Yes, and the first thing done by the first user on the World Wide Web was to post a factoid that wasn’t true.
Switzerland as “peaceful” is an even more ludicrous statement. At exactly the same time as the Borgias were winning notoriety in Italy, the Swiss were aggressively expanding their borders and supplying mercenaries to almost everyone. Their reputation on the battlefield, in particular their refusal to ask for or extend quarter, was fearsome.
Well, there is steel in Middle Earth so the level of technology is at least at crucible steel. Maybe Saruman in his haste to grow and arm his orc army came up with a way to mass produce steel which triggers the industrial revolution after the events of LOTR - the “Sharkey Process” instead of the Bessemer process. The hobbits (who have access to the factories Saruman set up in the Shire) come to dominate the steel industry and Hobbiton becomes the Pittsburgh of Middle Earth.
And their uniforms were fabulous.
Man walks down the street in those pants, you know he’s not afraid of anything.
Of course if LotR is supposed to have actually taken place in our past, then sometime after the death of Aragorn the world regressed to the point that people used stone tools again, and it took millennia for bronze to be reinvented.
That’s one glaring flaw in a lot of high fantasy: the tech is practically space-age compared to what actually existed on Earth circa 3000 BCE.
Yep, collasped society and no real artifacts left behind. The assumption does not really work. But it was a style at the time to discover lost diaries and histories. Tolkien was an author of his time in many ways. Or even a generation before in some styles.
And of course, thanks to Tolkien, plenty of other fantasy writers have taken up that same conceit since him.
It was developed by a Brit who was working at CERN, a research facility in Switzerland, the place who’s peacefulness supposedly destroys innovation. Arguing that creating a research facility that attracts foreign-born innovators doesn’t count as encouraging innovation is simply bizarre; creating places where people who aren’t even in your country come to make innovations is encouraging innovation, not discouraging it with your nasty peaceful ways.
Also, doesn’t a cuckoo clock seem like a pretty complex technological device?
We are talking Middle Earth, not Hogwarts.
Most of middle earth does not possess magic, of those that do, most of it is not that kind of magic.
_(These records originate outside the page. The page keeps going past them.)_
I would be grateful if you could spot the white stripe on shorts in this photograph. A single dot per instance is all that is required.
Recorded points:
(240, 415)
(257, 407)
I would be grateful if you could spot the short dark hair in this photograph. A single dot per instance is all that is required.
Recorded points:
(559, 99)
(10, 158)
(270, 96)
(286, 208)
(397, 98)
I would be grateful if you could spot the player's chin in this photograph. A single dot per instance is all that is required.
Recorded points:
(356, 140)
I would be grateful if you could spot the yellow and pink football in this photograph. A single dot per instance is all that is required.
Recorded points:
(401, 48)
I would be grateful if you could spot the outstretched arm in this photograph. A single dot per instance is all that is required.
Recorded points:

The only persons in middle earth that possess magic in that magnitude are not of middle earth, they are Miar or Quenya.
Gandalf, Radagast, Saruman, Sauron, Melkor,the Blue etc they are not human dwarvish or elvish nor are they of middle earth, nor are they existent in large numbers.
Sauron is here through following Melkor, no those two would not like anyone challenging their power, even Eru who could break the rules and bitch slap them
through the door of night if that was his way.
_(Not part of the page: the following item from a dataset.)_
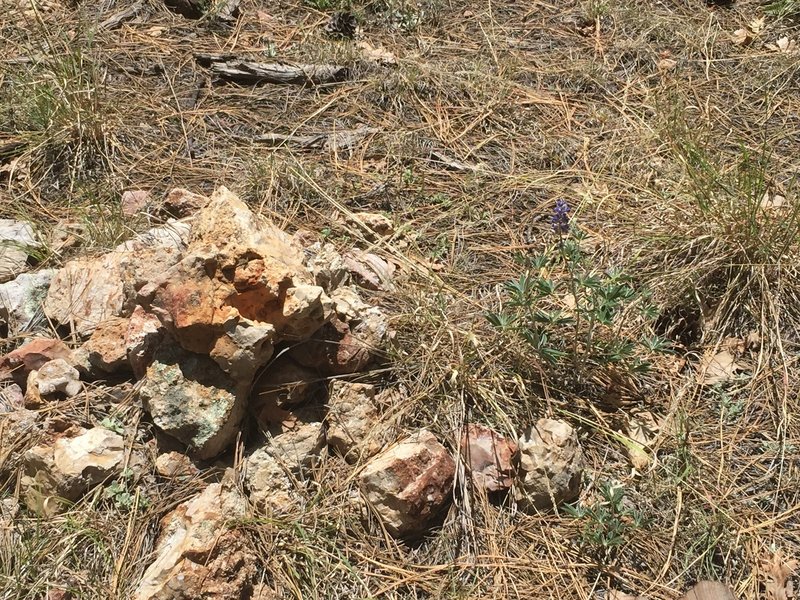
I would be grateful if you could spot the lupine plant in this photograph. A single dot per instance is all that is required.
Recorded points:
(570, 311)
They ploy magic by main force, but that is not the norm, they are the exception.
Saruman forgets his place and becomes full of himself and dabbles a bit with it
but never makes it to full retard.
Gandalf and Radagast never use it to influence the world and aside from parlor tricks
make minimal use of it, they are even forbidden to match power for power with the corrupt Maiar.
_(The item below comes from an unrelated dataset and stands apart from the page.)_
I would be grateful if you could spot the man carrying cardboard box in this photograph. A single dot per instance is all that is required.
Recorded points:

So magic has little influence on the day to day life of middle earth.
No magic brooms or fireplaces, no spells to fix broken things and clear up messes.
And no all powerful wizards to keep everyone under boot heal.
Even Sauron must resort to raising physical armies and fighting through physical means because even his magic power has sever limits.
he can not rule middle earth using magic only by main force.
Nothing is prevented from happening due to magic.
If anything modern advances in technology don’t exist simply due to lack of need.
The people don’t perceive a need.
They are happy to plow their fields by hand, catch fish by hand etc.
Perhaps even take great pride in it.
They are perhaps a bit unrealistic as modern people go, but it is a story after all.
And it is not like it is without precedent, there have been real times and places where
the people remained mostly the same for a very long time, simply because they were happy as they were and did not feel any drive to make any great changes.
One other very important thing.
Most important thing actually.
The reader does NOT want the world to go making drastic changes.
The reader does not want middle earth to morph into a 1970 global industrial complex
That is not the story they came to read and so it is not the story Tolkien has written.